Franco Modigliani’s life-cycle theory of consumption provides another mechanism through which increased NGDP expectations may increase output through its effects on the prices of stocks. In the life-cycle model, consumption spending is determined by the expected resources of consumers, which are made up of human capital, physical capital and financial wealth. A major component of financial wealth is the holdings of stock shares. When stock prices increase, the value of financial wealth increases, thus increasing the expected resources of consumers, and nominal consumption spending rises.

**The bottom line is, in the Age of ZIRP, positive shocks to the monetary have probably raised NGDP expectations, which has raised stock prices, which has increased nominal investment and consumption spending, which has raised real output.**

Next time I shall add a measure of the value of the dollar to the baseline VAR. How has QE affected the value of the dollar, and how have changes in the value of the dollar impacted the economy?

Tune in next time and find out.

Mark,

Thanks for the continuing posts. The stock market variables effects look as expected. A few ideas, again from more of a forecasting perspective vs. effect testing. It’s ironic, but sometimes measures other than the market itself are helpful in measuring expectations and connecting financial market impacts to the “economy” (which from a modeling perspective, I have found difficult to achieve). To wit, the dividend yield and consumption/wealth (“Cay”) ratio have been used as measures of the equity premium, which may reflect expectations “better” than the market itself! Robert Shiller maintains a database of monthly dividend yields (real or nominal) at http://www.econ.yale.edu/~shiller/data.htm. Cay is from Lettau and Ludvigson 2001 http://www.econ.nyu.edu/user/ludvigsons/eqprem1.pdf. It is somewhat controversial, and there has been a lot of work in this area since, but it may in some way, fit in with your Modigliani reasoning.

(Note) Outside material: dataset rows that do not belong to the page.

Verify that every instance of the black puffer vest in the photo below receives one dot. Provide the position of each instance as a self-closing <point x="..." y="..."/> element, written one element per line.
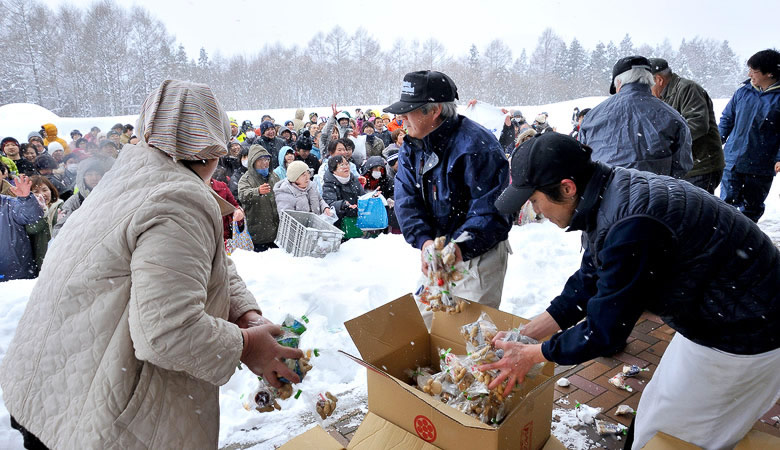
<point x="722" y="282"/>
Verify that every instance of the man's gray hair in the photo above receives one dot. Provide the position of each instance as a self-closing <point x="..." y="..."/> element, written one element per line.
<point x="448" y="109"/>
<point x="666" y="73"/>
<point x="635" y="75"/>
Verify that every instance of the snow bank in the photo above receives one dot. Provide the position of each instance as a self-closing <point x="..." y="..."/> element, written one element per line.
<point x="364" y="274"/>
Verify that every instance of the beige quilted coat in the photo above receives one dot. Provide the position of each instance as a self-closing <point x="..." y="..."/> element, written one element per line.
<point x="127" y="333"/>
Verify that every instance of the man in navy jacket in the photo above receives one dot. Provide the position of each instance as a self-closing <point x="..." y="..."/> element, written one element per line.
<point x="750" y="127"/>
<point x="450" y="172"/>
<point x="658" y="244"/>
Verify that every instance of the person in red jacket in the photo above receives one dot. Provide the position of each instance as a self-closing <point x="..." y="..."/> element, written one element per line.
<point x="237" y="215"/>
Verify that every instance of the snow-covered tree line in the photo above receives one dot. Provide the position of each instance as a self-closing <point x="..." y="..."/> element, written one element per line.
<point x="104" y="59"/>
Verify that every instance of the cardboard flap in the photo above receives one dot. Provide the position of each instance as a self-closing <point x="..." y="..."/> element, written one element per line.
<point x="448" y="326"/>
<point x="376" y="433"/>
<point x="314" y="438"/>
<point x="365" y="364"/>
<point x="383" y="330"/>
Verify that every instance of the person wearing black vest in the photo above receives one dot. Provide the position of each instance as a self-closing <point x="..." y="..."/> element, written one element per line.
<point x="659" y="244"/>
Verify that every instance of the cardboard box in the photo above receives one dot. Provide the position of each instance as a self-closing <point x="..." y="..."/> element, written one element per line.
<point x="393" y="338"/>
<point x="375" y="433"/>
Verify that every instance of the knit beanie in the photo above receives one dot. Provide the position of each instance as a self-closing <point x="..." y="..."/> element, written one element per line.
<point x="296" y="169"/>
<point x="266" y="125"/>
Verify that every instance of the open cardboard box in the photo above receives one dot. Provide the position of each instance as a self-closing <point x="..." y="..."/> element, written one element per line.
<point x="375" y="433"/>
<point x="393" y="338"/>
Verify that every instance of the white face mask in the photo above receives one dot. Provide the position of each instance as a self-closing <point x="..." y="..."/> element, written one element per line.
<point x="342" y="180"/>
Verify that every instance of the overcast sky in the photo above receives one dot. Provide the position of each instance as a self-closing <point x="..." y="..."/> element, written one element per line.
<point x="243" y="26"/>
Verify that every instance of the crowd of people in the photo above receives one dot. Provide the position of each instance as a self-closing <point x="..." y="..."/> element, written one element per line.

Perhaps the main thing that your modeling has me thinking about is whether or not this type of model needs to be done in terms of (or at least augmented by) UNEXPECTED changes in the monetary base and its impacts on expectations and nominal financial and economic variables. This of course requires a model for expected changes to the monetary base 🙂 . Forward guidance? Fed fund futures? Adaptive expectations ? Announcement effects? Maybe the VECM after all? Phew! What do you think?

I look forward to your extensions you mentioned regarding fiscal and currency variables.

gofx,

1) I shall add Cay to the list of variables that I need to check. Thanks!

2) Romer and Romer developed a measure of unanticipated federal funds rate changes that showed that monetary policy had stronger effects on output and prices than previously estimated.

And there are several studies (e.g. Bernanke and Kuttner, 2005) that show that most of the effect of monetary policy on financial markets is from unanticipated changes. So there is good precedence for what you are suggesting.

However, in the limited number of papers that have done what I am attempting to do here (five, counting Hayashi and Koeda, 2014) none try to estimate the unexpected change of the monetary base (or however the stock of QE is measured). It may be because it is difficult to estimate, or it may simply be because nobody has tried to do it yet.

So you have given me a lot more to chew on.

Mark,

Thanks for those references,Those look really helpful and I will give them a look. Expectations are important—-and hard to measure. Keep up the good work!